Texte et photos Olivier Merlet
Retraité des terrains depuis 2015, l'ancien attaquant de Chelsea (du PSG et du Real de Madrid) consacre depuis trois ans son talent et son expertise à la formation de jeunes joueurs. En juillet 2020, il lance à Tourcoing, dans le nord de la France, sa première académie de football, la NA 39, du nom de ses initiales et de son numéro fétiche, celui du maillot qu'il portait à Chelsea. En septembre de l'année passée, c'est tout au Sud de l'hexagone, à La Garde, près de Toulon dans le Var, qu'il récidive et ouvre, avec son ami boxeur Faïsal Arrami, un deuxième centre de formation.
« Avoir des footballeurs avec un mental de combattant ». C'est avec cet esprit et l'espoir d'y associer les jeunes passionnés et futurs espoirs d'Arménie que Nicolas Anelka a planifié son voyage, avec à la clef, peut-être, la création en Arménie d'une structure école - une académie de football - répondant à tous les critères et exigences de préparation sportive requis par les plus grands clubs internationaux.

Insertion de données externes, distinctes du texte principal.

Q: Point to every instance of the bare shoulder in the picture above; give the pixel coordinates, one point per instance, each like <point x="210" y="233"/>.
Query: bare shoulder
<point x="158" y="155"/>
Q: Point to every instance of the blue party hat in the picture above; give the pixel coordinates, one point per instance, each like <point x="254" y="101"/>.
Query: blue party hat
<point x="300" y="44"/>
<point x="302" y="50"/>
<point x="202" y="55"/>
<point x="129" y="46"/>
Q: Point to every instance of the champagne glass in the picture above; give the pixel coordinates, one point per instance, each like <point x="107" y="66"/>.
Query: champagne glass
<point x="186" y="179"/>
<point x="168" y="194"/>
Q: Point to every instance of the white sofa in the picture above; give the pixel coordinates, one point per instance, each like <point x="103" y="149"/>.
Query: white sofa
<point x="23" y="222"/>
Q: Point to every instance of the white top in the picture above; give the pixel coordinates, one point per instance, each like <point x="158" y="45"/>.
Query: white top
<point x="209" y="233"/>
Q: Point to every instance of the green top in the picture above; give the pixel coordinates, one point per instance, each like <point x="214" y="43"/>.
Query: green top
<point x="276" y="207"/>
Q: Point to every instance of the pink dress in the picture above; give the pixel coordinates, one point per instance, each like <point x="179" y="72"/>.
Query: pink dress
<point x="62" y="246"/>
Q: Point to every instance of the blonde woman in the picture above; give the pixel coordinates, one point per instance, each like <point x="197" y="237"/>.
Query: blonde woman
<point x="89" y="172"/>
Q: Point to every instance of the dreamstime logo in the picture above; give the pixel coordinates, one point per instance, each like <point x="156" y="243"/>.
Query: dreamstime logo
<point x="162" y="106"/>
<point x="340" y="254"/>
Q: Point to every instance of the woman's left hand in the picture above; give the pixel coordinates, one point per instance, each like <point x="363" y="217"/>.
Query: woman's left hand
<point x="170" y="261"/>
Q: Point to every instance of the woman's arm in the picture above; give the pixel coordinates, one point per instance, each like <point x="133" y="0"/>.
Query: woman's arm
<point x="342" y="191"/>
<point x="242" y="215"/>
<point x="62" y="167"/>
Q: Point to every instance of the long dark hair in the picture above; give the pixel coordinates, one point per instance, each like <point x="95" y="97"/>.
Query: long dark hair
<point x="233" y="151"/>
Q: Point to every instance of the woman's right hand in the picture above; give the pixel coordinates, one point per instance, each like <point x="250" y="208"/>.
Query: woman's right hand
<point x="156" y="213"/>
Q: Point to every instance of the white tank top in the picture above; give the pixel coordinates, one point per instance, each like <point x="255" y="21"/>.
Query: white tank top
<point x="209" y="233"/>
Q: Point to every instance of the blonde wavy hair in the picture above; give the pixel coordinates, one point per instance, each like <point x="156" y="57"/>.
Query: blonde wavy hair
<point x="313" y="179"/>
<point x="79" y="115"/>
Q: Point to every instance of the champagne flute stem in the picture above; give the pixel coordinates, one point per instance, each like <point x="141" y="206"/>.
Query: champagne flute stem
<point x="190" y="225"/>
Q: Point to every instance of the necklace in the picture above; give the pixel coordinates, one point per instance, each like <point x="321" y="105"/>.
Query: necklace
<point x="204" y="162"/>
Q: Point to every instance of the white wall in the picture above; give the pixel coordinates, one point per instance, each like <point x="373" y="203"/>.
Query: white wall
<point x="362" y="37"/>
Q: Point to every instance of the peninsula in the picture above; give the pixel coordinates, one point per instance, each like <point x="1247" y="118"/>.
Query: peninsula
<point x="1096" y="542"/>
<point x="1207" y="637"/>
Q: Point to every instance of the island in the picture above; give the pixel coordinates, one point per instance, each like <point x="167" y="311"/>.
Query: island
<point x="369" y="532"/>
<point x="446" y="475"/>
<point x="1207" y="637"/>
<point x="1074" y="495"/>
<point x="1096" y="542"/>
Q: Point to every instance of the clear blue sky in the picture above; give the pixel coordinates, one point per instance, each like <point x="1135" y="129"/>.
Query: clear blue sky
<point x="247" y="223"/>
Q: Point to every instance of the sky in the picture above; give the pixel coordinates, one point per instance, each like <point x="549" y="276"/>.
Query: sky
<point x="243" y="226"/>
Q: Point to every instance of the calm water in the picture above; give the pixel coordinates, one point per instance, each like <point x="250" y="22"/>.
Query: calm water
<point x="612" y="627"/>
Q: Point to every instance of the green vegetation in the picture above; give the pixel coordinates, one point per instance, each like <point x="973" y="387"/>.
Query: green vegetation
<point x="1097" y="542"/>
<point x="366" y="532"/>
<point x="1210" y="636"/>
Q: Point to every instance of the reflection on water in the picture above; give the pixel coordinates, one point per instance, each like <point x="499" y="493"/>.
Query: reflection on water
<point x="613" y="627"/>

Hier mercredi, la star était en visite au "stade Républicain Vazgen Sargsyan". Les juniors du club de football, l'attendaient de pied ferme… tous chaussés de crampons. Arborant fièrement leur tenue d'entrainement, rouges et noirs de pied en cap, une nuée de jeunes supporters entourait son idole. Short, chaussure, maillot, ballon ou simple bouts de papier, tout était bon pour recueillir l'autographe du champion, avec selfie de rigueur. Ils ont ensuite rejoint le centre du terrain pour rivaliser de dribbles et de passes sous les yeux connaisseurs du modèle qu'ils aspirent tous à devenir un jour, peut-être.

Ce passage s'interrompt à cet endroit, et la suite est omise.